Lesson UART

Clock Systems and Timing

Clock System & Timing

A crystal oscillator is typically used to drive a processor's clock. You will find that many external crystal oscillator clocks are 20Mhz or less. A processor will utilize a "phased-lock-loop" or "PLL" to generate a faster clock than the crystal. So, you could have a 4Mhz crystal, and the PLL can be used to internally multiply the clock to provide 96Mhz to the processor. The same 96Mhz is then fed to microcontroller peripherals. Many of the peripherals have a register that can divide this higher clock to slower peripherals that may not require a high clock rate.

Figure 1. Clock system of LPC17xx 
 
On the SJ2 board, the 12 Mhz is fed through "PLL" to multiply the frequency to 96 Mhz, which is routed to the core CPU, and to the peripheral clock divider. This single peripheral clock divider then gives you the capability to divide the clock before it goes out to the rest of the peripherals such as I2C, SPI, UART, ADC, PWM etc.
 

Phase Locked Loop (PLL)

What is a PLL?

A PLL is a control system that takes in a reference signal at a particular frequency and creates a higher frequency signal. Technically, they can also be used to make lower frequency signals, but a simple frequency divider could easily accomplish this and a frequency divider is simple hardware. 

How do PLLs work? 

Figure 2. PLL System Diagram

Frequency Divider

If the input is a square wave, this device will reduce the number of edges per second proportional to M.

VCO (Voltage Controlled Output)

This a voltage to frequency converter. The higher the input voltage, the higher the output frequency will be.

Phase Comparator

This is used to check if the two frequencies match each other. This device checks for matches by taking two signals and comparing their phase's. 

Loop Filter

This converts the pulse output from the Phase comparator to a DC voltage.

Programmable Divider

This is frequency divider that divide the frequency of the input signal by the number it is set to.

How does everything work together?

The Phase Comparator and loop filter will drive the voltage input of VCO up until it begins to see that both signals are synchronized (or locked) with each other. At this point, the PLL has created an output signal with the same frequency as the input reference signal.

By dividing the frequency that the Phase Comparator is trying to reach, lets say by 2, it will output a voltage twice the input reference signal, creating a higher frequency clock signal.

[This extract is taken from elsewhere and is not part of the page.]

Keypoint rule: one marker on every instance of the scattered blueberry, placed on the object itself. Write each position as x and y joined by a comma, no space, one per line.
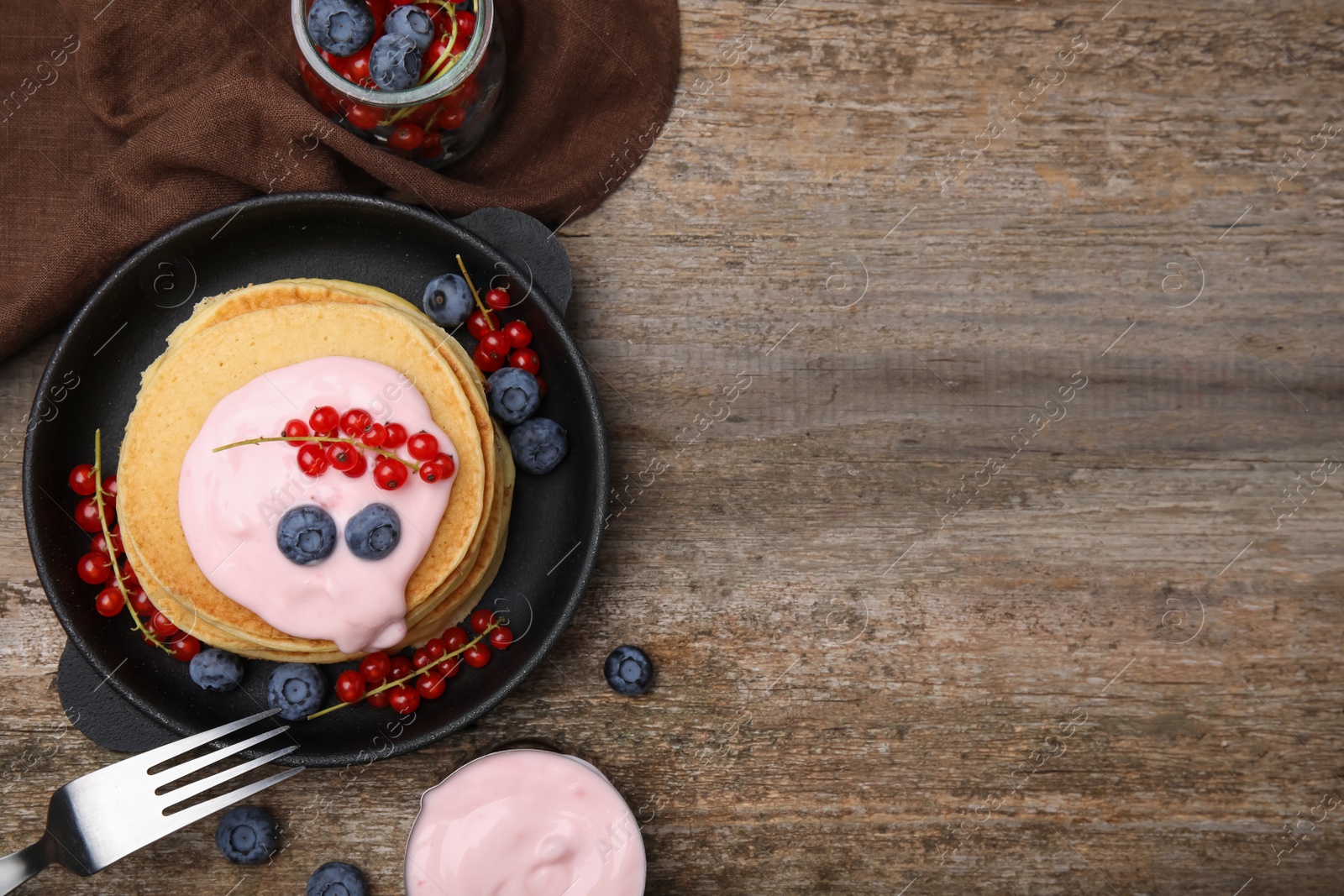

This is how we are able to use a 12 MHz clock and create a 48 MHz signal clock with it, by multiplying it by 4, or in this case, dividing the feedback frequency by 4.

Why use a PLL?

Crystals are extremely consistent frequency sources. PLLs are not very stable and need a control loop to keep them on track. So if a circuit to use crystals is very simple, why not simply just use a high frequency crystal oscillator to generate 100 MHz or more clock signals? There are a few reasons:

  • High frequency crystals above 100 Mhz are not common and are hard to find.
  • High frequency signals will be distorted due to:
    • Series inductance of board traces
    • Parallel capacitance due to board copper areas and fiber glass
    • Interference from other external signals like power signals and switching signals
  • Signal distortion may cause the MCU to malfunction.

Once the signal is within the chip, the environment is a bit more controlled and higher frequencies can be achieved by using a PLL with a crystal as a reference.

Clock Frequency and Power Consumption

As you increase the clock of a microprocessors the power consumption of the processor will increase following this formula:

P = CV2f

  • C is the capacitance of the CPU (typical MOSFET gate transistors capacitance)
  • V CPU core voltage
  • f is the frequency used to drive the CPU and its peripherals

Given this information, we can figure out which options will decrease the power consumption of our CPU. We have a few options.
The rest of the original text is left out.